3. Establish a presence in both markets
While Azar calls Miami home base, pre-COVID-19, he traveled back to New York once a month. “I also organize quarterly seminars and fly up to New York to give presentations on buying a home in South Florida,” says Azar, noting that face-to-face interaction is best, but not do-able in today’s climate. He also conducts joint seminars with attorneys or CPAs, which can be done virtually. “It shows confidence in clients working with me because I’ve set them up with pros.” When the pandemic hit, Azar adapted his usual approach. He goes for daily walks and makes at least 5–10 phone calls to both his business and personal sphere during this time. “In other times, I feel that, during my daily hustle, it’s harder to make these dedicated and valuable calls,” says Azar. “I just call to see how everyone is doing and catch up on life.”
4. Provide valuable content
Beyond seminars and newsletters, Azar also creates tutorial videos about the processes for buying real estate in both Florida and New York. Some target other real estate professionals while others target buyers. He usually posts these to social media (facebook.com/theazarteamre) and his website.
To keep the leads flowing from feeder markets, Azar notes, “It’s really about growing a relationship with others. You can’t look at a transaction as one and done.”
The secret to feeder success
It took years for Paul Benson, license partner and global adviser at Engel & Völkers, to establish himself as the go-to luxury agent in Park City, Utah. Along the way, he racked up $100 million in yearly transactions for the past 10 years. While he calls this ski-resort town his home base, he markets well beyond Utah’s borders, tapping into his feeder markets of New York, California and Texas.
Before embarking on any feeder marketing campaigns, Benson cautions that you must know where the buyers are coming from and why. Here’s one budget-friendly trick to help identify the right demographics. Look to chain hotels in your community and see where they’re advertising. It helps you identify and efficiently direct your marketing dollars to similar markets.
Once you know where to target, identify and connect with who can help you.
As a foundation, Benson builds relationships with other Realtors in his out-of-state markets. “You must be willing to travel to your feeder markets and attend events in those markets to actually meet the broker,” says Benson. “Then, continue to market yourself to the brokers you’ve met until, after a long enough period, you become their friend. It’s much like farming a listing—it takes a long-term plan.”
Due to the recent travel restrictions, Benson has been using Google Hangouts and Zoom video meetings more than ever to communicate inventories to brokers and his offices in other states.
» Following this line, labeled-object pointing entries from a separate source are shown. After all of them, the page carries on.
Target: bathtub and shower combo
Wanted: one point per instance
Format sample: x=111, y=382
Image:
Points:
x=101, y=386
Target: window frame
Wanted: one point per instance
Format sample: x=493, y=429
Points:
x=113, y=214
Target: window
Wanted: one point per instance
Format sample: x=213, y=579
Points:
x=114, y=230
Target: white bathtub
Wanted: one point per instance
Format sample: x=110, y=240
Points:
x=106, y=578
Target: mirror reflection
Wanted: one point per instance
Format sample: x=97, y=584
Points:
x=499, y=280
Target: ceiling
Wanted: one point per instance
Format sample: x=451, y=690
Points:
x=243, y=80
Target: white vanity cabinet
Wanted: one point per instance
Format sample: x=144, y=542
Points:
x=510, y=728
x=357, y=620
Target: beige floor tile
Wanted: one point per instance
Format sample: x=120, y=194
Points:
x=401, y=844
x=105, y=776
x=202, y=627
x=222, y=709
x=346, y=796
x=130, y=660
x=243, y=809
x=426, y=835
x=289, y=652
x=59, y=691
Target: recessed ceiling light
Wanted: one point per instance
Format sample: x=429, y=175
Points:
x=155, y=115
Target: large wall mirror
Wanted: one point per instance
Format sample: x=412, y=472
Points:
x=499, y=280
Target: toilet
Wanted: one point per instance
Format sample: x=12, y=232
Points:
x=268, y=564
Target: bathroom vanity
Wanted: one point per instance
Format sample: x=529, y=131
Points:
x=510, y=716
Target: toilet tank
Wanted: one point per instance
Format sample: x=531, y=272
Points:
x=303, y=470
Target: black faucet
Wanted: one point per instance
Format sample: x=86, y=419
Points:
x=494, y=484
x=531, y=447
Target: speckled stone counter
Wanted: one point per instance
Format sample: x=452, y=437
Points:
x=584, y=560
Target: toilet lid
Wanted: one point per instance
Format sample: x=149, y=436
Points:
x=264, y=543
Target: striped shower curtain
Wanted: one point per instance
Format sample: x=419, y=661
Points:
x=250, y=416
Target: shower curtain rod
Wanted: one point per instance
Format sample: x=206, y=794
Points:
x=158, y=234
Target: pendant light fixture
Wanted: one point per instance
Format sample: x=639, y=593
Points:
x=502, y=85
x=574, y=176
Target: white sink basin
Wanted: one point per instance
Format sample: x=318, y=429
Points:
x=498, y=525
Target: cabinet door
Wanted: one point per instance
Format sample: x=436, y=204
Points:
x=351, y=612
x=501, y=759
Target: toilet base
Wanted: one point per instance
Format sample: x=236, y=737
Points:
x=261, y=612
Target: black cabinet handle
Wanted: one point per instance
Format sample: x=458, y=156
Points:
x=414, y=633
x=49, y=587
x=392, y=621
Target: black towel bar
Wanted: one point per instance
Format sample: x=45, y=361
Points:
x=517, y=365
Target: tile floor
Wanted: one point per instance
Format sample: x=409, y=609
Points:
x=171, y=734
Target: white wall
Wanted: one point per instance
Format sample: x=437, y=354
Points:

He’s also been making more regular phone calls than ever. In addition, his main focus shifted to digital, tremendously increasing his company’s social media presence with a lot more videos and creative posts, strategically targeted to a predetermined audience in their feeder markets.
When travel is not restricted, Benson establishes familiarity prior to prospective buyers coming to town by running targeted ads in his feeder markets. To make sure you target the right print and digital outlets, stay abreast of these feeder markets in terms of economy, lifestyle and current events.
Finally, Benson points out that consistent marketing to out-of-state buyers plays a key role in reaching feeder markets. “Use video and print so that you become familiar,” he says. “You have to be on three mediums—such as social media, print and digital email marketing campaigns—to leave an impression.”
Lisa Beach is an Orlando-based freelance writer.